The Jesuit left Naples, which at that time was part of the Spanish empire, together with another well-known missionary, Matteo Ricci, in 1577. Both were first sent to Goa, and Ruggieri arrived in Macau two years later, when he was 35 years old, “three years earlier than Ricci”. Both of them “revolutionized the then-view of the world”, the professor made clear. “China was thought at that time to be a small area in the known world. Ruggieri and Ricci made observations of lunar eclipses and discovered the exact longitude of China, and the enormous extent of the Chinese empire was revealed to an astonished Europe.” As a result of their discovery, “it then became clear that the ancient texts and maps were full of errors. None of the navigators before had ever mentioned a vast territory.” Ruggieri was the first to describe this land, and the diagrams of China drawn by him and others are the key element of this exhibition, “since it was the first map of China drawn by the West, although never officially printed.” In 1987, the maps were found in the National Archives of Rome in Italy. “These atlases firstly introduced the geographic locations, rivers, agriculture, mining, education and culture of different provinces in China to the Western world, illustrating the importance of the southern region of China.”
Before being able to do so, Ruggieri, however, had to learn Chinese in Macau. “He was helped by a painter who drew a picture next to each ideogram to illustrate what it meant.” But because “in Macau few people knew the language used by the Mandarins, the magistrates”, the Jesuit began to travel to the Canton fairs. “The efforts he made to learn their language were very much appreciated by the Chinese, so he was almost able to consider himself the friend of an important Mandarin.”
Due to this relationship, the missionary obtained permission to reside in Zhaoqing, the then-capital of Guangdong and Guangxi. “He was the first occidental to receive permission to reside in China”, we learn. From there, he travelled further into China with another Jesuit, Almeida. He wrote a book describing many aspects of life in China, such as the “luxury of traveling by boat, high level of sanitary and living conditions.” An enterprise, which was not without dangers for the European missionary: “China was the example showing that it was possible to live without the Pope. A country with 107 million people, that lived longer than in Europe, had different religions, good rivers and cities.” According to the professor, Ruggieri became especially influenced by Buddhism. He also realized that “the Chinese were able to accept foreigners preaching the gospel in their own country”, whereas “it was not allowed to print a description of China in Naples.” Thus he saw that “China was more open.”

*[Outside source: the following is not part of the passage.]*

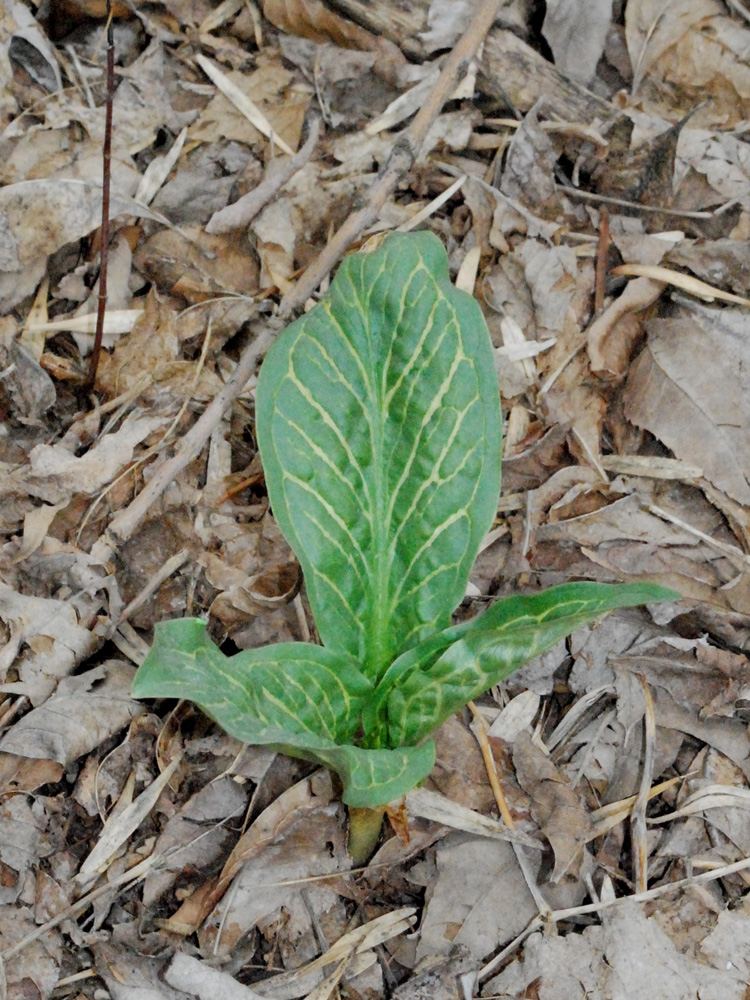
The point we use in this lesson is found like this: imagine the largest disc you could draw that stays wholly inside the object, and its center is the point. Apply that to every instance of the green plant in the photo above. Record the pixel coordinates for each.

The exhibition of the man who revolutionized both the European and his own way of thinking starts next Thursday. It will display the original atlases and other maps of China drawn by the Jesuits, as well as the astronomical instruments they used showing the great significance of Chinese learning spreading to the West and Sino-Western cultural exchange. As to the Macau-Italy connection, the curator promises, “You will see traces of this long relationship in the exhibition.”